Our first objective was to generate sounds and identify which ones would be the best candidates for synthesis in the main experiment. Nine examples of traditional Foley sound effects were generated, such as: crackling fire (emulated by twisting cellophane), walking in leaves (running fingers through a box of cornflakes), etc. These examples were generated to emulate nine recordings of the corresponding real events. For example, a recording of twisting cellophane was generated to correspond to a recording of a real fire. Five repeated instances of each of these 18 events were generated, recorded and tested.
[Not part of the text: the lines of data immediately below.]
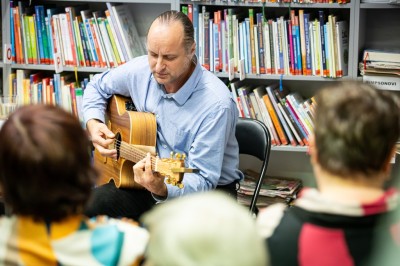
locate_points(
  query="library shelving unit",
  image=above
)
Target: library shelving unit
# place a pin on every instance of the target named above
(144, 12)
(369, 26)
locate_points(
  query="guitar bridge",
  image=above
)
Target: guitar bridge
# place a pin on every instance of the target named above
(130, 106)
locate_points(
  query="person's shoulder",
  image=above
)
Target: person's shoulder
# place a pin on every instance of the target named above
(269, 218)
(124, 225)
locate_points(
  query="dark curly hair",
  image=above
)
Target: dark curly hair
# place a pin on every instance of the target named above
(45, 163)
(356, 128)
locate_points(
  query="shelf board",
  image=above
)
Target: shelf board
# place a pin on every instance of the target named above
(52, 68)
(378, 6)
(269, 5)
(117, 1)
(284, 77)
(290, 148)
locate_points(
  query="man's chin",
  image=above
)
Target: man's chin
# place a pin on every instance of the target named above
(161, 79)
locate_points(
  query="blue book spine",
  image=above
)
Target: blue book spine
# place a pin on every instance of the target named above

A preliminary experiment was run to ensure that we started out with adequate stimuli. Seventeen normal-hearing research volunteers listened over headphones and tried to identify all of the real and Foley auditory events. Listeners were given no information about the sounds, but were told to indicate whatever objects, materials and actions they thought had generated the sounds. Responses were later coded for accuracy in terms of both the material and action. Four of the nine Foley effects were identified more accurately (as their intended effect) than were their real counterparts. Next, each sound was rated as to how realistic it sounded when the intended event (e.g., crackling fire) was indicated to the subject. Although some subjects consistently rated certain Foley effects as more realistic than real events, the real events were rated more realistic, on average, across all listeners.
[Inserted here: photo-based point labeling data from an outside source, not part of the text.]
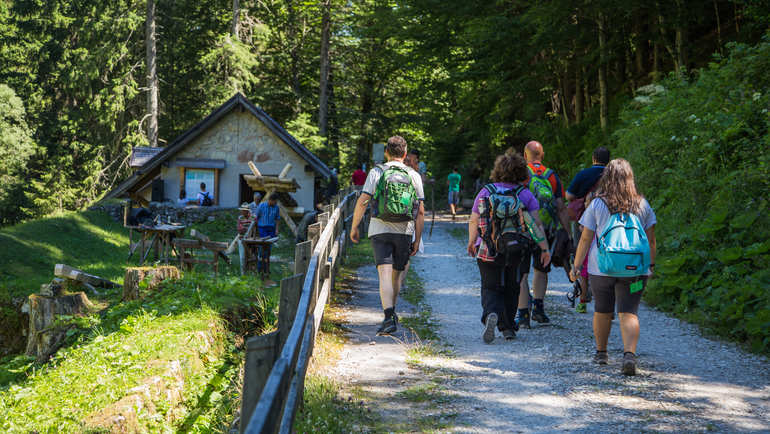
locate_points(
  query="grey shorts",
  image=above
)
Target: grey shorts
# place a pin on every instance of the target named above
(454, 197)
(612, 291)
(392, 249)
In the main experiment we attempted to synthesize sounds that would be more realistic than the real ones. To generate stimuli, we digitally synthesized new stimuli out of three pairs of sound stimuli that were tested in the preliminary experiment. Our hypothesis was that the real event of walking in mud captured the physical action (walking) better than it did the material (mud) whereas the identification data indicated that the Foley walking in mud did a better job of conveying the material (mud). Accordingly, we mathematically extracted the acoustic features hypothesized to convey the action (e.g., walking) from the recording of the real event and combined that with the acoustic features that indicated the material (e.g., mud) from a Foley version of walking in mud. To extend this technique to more than one sound, an analogous procedure was used to produce synthesized versions of walking in leaves and crushing eggshells.
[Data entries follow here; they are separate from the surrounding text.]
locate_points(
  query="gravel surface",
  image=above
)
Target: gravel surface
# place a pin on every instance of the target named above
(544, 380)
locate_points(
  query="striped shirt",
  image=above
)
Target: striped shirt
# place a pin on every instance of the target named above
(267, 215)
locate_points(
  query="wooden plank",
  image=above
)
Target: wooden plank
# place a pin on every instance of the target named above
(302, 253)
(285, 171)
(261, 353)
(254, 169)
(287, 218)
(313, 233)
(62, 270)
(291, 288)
A set of 20 new subjects judged the real, Foley, and newly synthesized sounds as comparison pairs. On each trial, listeners heard two sounds in a row, both of which were identified with the same label (e.g., walking in mud). Listeners indicated which sound was more realistic. Over 70% of the time (a statistically significant percentage), listeners preferred the synthesized event to either the real or Foley stimulus for the walking in mud stimuli. This was also found for the walking in leaves stimuli. No significant preference was determined for the crushing eggshells stimulus. Future tests will apply this technique to a broader range of sounds.
Ultimately, the results of this project could be useful in later efforts to create audio caricatures through synthesis. This caricature will exaggerate important acoustic features and yet be recognizable as a particular sound event, just as a computer-generated caricature of a face is recognizable as a particular individual.